Sanitary and phytosanitary requirements in countries

The export country must comply with certain international standards. This is to ensure that the produced food is safe for consumption and adheres to strict health and safety regulations.

In the last decade, international sanitary and phytosanitary requirements of countries have become very strict and inflexible. Importing countries deny consignments that have not complied with their laid down food requirements.

Sanitary requirements refer to minimum pesticide residues, metals, and other contaminants to be present in the export food. Therefore, it emphasizes that the export food products are entirely safe for consumption without any harmful effects.

In the same manner when a country imports plants or plant products, fruits and vegetables, cut flowers and branches, grain or any other regulated articles from another country, they mandatorily require a certificate along with the consignment, which is termed as a phytosanitary certificate.
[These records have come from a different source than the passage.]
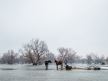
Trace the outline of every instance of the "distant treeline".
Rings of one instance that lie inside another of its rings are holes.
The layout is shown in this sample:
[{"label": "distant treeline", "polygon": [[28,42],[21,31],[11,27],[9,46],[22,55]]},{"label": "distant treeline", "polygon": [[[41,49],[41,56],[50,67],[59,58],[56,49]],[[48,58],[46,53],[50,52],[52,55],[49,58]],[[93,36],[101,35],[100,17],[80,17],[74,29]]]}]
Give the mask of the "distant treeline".
[{"label": "distant treeline", "polygon": [[33,65],[43,64],[46,60],[54,62],[55,59],[62,60],[67,63],[85,63],[85,64],[108,64],[108,57],[101,56],[94,53],[89,53],[85,58],[77,55],[77,52],[71,48],[60,47],[58,50],[58,56],[50,52],[47,44],[44,41],[38,39],[31,40],[25,44],[19,53],[14,50],[8,50],[3,53],[0,58],[1,64],[26,64],[32,63]]}]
The phytosanitary certificate is an official document. It declares that consignment being sent to the importing country is in complete accordance with the specified phytosanitary import requirements and with the requirements of the National Plant Protection Organisation (NPPO) of the importing country.

World Trade Organization (WHO) provided an international framework by entering into SPS Agreement. Therefore, the SPS Agreement ensures that the health, hygiene standards or regulations that are met with by the countries to avoid the spread of animal and plant diseases.

Codex Alimentarius Commission (CAC) of the Food and Agriculture Organization (F.A.O.) and World Health Organization (W.H.O.) adopts these standards.

An EndNote

Thus, India, as an exporting country, understands the importance of quality standards set for different commodities among fresh fruits and vegetables and other products and has incorporated measures to meet the various features and required parameters pertaining to Indian products for improving the quality of produce for exports.